You'll spend every moment of every day of the first trimester bent over a toilet, praying for Jesus to return.
You're better off running yourself over with a silage chopper than sitting through the blood glucose test.
Your birth plan should include but is not limited to sacred circles, birth mementos and . . . what do you mean you haven't written out a 6,000-word birth plan?!
You're not finding out if it's a boy or girl? What a Neanderthal!
Labor will last for roughly the same amount of time as the entire season of Lent.
If you use disposable diapers, your child will sprout a third eye.
The serpent didn't tempt Eve with fruit in the Garden of Eden; he actually used formula . . . in a plastic bottle.
You won't sleep again until you're roughly 65 years old, at which point you . . . still won't sleep.
While at church, if your children aren't tripping the usher and Army crawling under the pews during prayers, you're doing motherhood wrong.
Ho-lee smokes. Can we all agree to take a deep breath?
Just observing some of these conversations on Facebook makes me want to cancel our Internet service. They're why I refuse to look at any website that doesn't involve the address www.mayoclinic.org when it comes to pregnancy-related questions.
I also simply won't go on Internet forums about moms and babies and birth. My doctor gave me, among 50 other pamphlets, information on why it's important not to do meth while pregnant.

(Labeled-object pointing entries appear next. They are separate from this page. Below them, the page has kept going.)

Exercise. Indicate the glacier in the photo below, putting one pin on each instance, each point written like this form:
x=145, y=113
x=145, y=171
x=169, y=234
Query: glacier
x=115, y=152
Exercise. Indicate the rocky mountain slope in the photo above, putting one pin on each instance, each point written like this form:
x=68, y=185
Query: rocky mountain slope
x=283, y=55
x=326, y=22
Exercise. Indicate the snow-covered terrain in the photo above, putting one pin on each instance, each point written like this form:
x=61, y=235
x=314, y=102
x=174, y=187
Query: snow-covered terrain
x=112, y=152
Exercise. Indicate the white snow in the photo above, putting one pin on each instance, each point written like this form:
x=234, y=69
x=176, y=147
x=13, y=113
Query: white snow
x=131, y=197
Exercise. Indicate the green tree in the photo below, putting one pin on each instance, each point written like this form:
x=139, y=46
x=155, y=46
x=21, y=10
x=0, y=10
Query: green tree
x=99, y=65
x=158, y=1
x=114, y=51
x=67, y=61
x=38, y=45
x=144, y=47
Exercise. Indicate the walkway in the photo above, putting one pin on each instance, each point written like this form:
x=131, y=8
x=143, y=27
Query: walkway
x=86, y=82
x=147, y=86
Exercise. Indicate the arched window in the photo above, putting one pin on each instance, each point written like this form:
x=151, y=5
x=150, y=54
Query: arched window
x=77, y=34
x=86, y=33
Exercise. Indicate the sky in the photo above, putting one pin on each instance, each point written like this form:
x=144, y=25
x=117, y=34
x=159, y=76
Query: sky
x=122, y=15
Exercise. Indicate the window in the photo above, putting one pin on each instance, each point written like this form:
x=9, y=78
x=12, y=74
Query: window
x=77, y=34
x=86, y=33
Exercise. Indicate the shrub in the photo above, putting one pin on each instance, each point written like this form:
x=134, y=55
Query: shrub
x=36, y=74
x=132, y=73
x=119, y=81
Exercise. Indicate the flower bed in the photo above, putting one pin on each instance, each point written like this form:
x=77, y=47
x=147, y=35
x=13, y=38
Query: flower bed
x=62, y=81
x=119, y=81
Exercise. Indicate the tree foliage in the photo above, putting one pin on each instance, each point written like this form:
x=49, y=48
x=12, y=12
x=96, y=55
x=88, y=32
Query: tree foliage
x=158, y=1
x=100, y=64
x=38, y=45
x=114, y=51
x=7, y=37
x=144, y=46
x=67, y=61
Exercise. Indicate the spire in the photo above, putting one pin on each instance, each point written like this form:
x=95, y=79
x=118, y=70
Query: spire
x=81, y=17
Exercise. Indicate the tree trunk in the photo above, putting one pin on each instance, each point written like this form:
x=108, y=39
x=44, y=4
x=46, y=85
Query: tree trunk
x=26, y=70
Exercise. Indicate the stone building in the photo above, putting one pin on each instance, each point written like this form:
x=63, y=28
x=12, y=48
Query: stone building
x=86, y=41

If there are moms out there who are (a) doing meth and (b) doing it while pregnant, they're probably not the women I want to be getting baby advice from online or ANYWHERE.
Or to quote my dad, "Where'd you get your medical degree? Google University?"
Instead, here's how we roll.
Pregnancy: I eat a donut when I feel like it. Which is pretty routinely.
Ultrasounds: Good news. It is, in fact, a baby.
Birth plan: I'm hoping to go into the hospital pregnant and to leave with my husband who will be holding a baby.
Sleep: We're strong proponents of it. In fact, we'd like to get back to a normal amount of it in due time.
Life in general: My farmer and I want to be parents, not besties, to our children, and we plan to, by God's grace, raise them to know robust, disciplined, fun lives in conjunction with an ability to work hard.
Feeding: I'm a big fan of it, especially when it comes to children.
I realize I don't have any children at home yet and it's easy for me to say this now. But I don't think that means I'm necessarily wrong.
I have a really good mom, and two really good moms who are my sisters and a really good mother-in-law who also happens to be a mom, and frankly, I just don't see why everybody has to get so dramatic.
So when it comes right down to it, I don't mean to sound like a Staples commercial, but I kind of feel like . . . that was easy.